Like other comments here, they refuse to go to shelters. Reasons are varied. Some have a pet. (Now, I do to, but it seems a foregone conclusion that when you are living off govt dole you might not have all the privileges other people do.) Some people have acquired possessions too numerous and bulky to bring into a shelter. (Same as before, maybe now isn't the time to build your household and not on land that isn't yours. Almost exclusively such accumulations occur from discarded things on curbs and not anything from Grandma's heirlooms.) More commonly, many are dealing with substance abuse be it alcohol, opiates, crack, kush, or whatever and being rowdy and disorderly in a shelter is gonna get you booted. Some are mental cases.

They block intersections here to panhandle and hold quart bottles of beer in their hand while they do it. Don't want to get dehydrated while doing that hard work after all.

But whatever their reasons, there are plenty of morons out there like Jeff Few who feel the vagrants have the right to piss, shit, steal, panhandle, rave, trash, and obstruct our sidewalks, streets, parks, and neighborhoods. Usually such morons like Few don't live close to the mayhem of vagrants. There are places in shelters here but noooooo, we're gonna stay on the street living off the fat of the land and disrupting the lives of people around us.

If you go near where they camp and hang out, it is nonstop fights and arguments. Police, firemen, ambulances are there at all hours. They scream, shout, fight and rave at each other all the time. There have been several murders in the tent camp close to me.

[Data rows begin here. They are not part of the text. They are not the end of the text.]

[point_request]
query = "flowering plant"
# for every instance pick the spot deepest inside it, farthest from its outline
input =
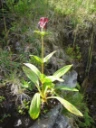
(46, 84)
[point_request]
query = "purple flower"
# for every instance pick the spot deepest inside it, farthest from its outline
(42, 24)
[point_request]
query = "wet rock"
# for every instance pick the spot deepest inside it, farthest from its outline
(53, 119)
(70, 79)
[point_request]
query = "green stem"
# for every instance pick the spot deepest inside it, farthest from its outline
(42, 54)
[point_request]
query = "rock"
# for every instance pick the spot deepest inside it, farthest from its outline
(70, 79)
(54, 119)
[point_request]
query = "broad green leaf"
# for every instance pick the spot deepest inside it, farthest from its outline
(71, 108)
(37, 59)
(62, 71)
(48, 57)
(31, 75)
(63, 87)
(34, 110)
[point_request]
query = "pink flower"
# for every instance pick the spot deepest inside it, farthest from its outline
(42, 24)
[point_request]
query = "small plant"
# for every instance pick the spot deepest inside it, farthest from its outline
(46, 88)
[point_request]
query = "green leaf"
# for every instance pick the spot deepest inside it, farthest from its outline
(32, 72)
(37, 59)
(63, 87)
(62, 71)
(34, 110)
(48, 57)
(71, 108)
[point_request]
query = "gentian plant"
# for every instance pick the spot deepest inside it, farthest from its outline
(46, 87)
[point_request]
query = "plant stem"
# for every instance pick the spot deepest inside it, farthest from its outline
(42, 53)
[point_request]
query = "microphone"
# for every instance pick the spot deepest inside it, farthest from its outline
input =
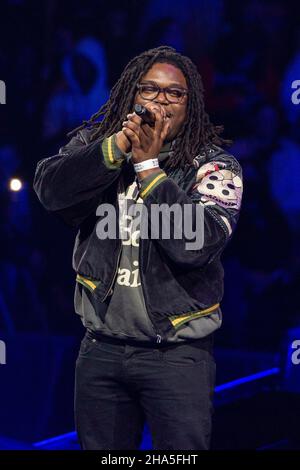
(145, 114)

I could go on about the joys of living near a tent camp but I have found the only ones who will 'get it' are the victims of these camps who live, work, or commute near them - the rest are usually complacent or morons who are extravagant with other people's money and lifestyle - like Few. You don't see the reality of vagrants and it's comforting to think of them as "There, but for the grace of God go I," but their paths to that lifestyle are varied and long, marked with hundreds of wrong choices.

As far as a solution? Sanctioned tent camps. It's truly the most important step. Society can't afford to give them permanent housing that all of them feel entitled to and many of us resent providing such a huge handout to people showing no indication of reform.
43
@38: Yes, I do believe so. Last week, at a Capitol Hill Community Council open house, I met two women from Seattle Public Utilities who work on their department's sharps disposal pilot project. One has also been involved in providing garbage bags and filled-bag removal at unsanctioned encampments as part of SPU's encampment trash pilot program. She has seen people bringing their purple bags of garbage to SPU's pickup locations even after a camp was swept.

Not everyone will clean up after themselves given the same opportunity for curbside refuse pickup that most of us have, but many will.
44
I like Phil M’s vision of Seattle — in which anyone can use the “Spot It Sharp It” app or website to report current or potential transient gathering spots, leading to the immediate dispatch of a team of 24/7-on-call sharps collection installation specialists.
45
@44: Even better, in his vision, illegal homeless encampments don't pose a threat to the rest of the city by being hot-beds for acquisition and transmission of Hepatitis A.
46
@30 I work in an area where many homeless people camp. Several public restrooms, garbage cans, and sharps containers have been added to the area, and yet I still see needles and shit on the ground every day on my walk to the office. The resources have only a marginal effect.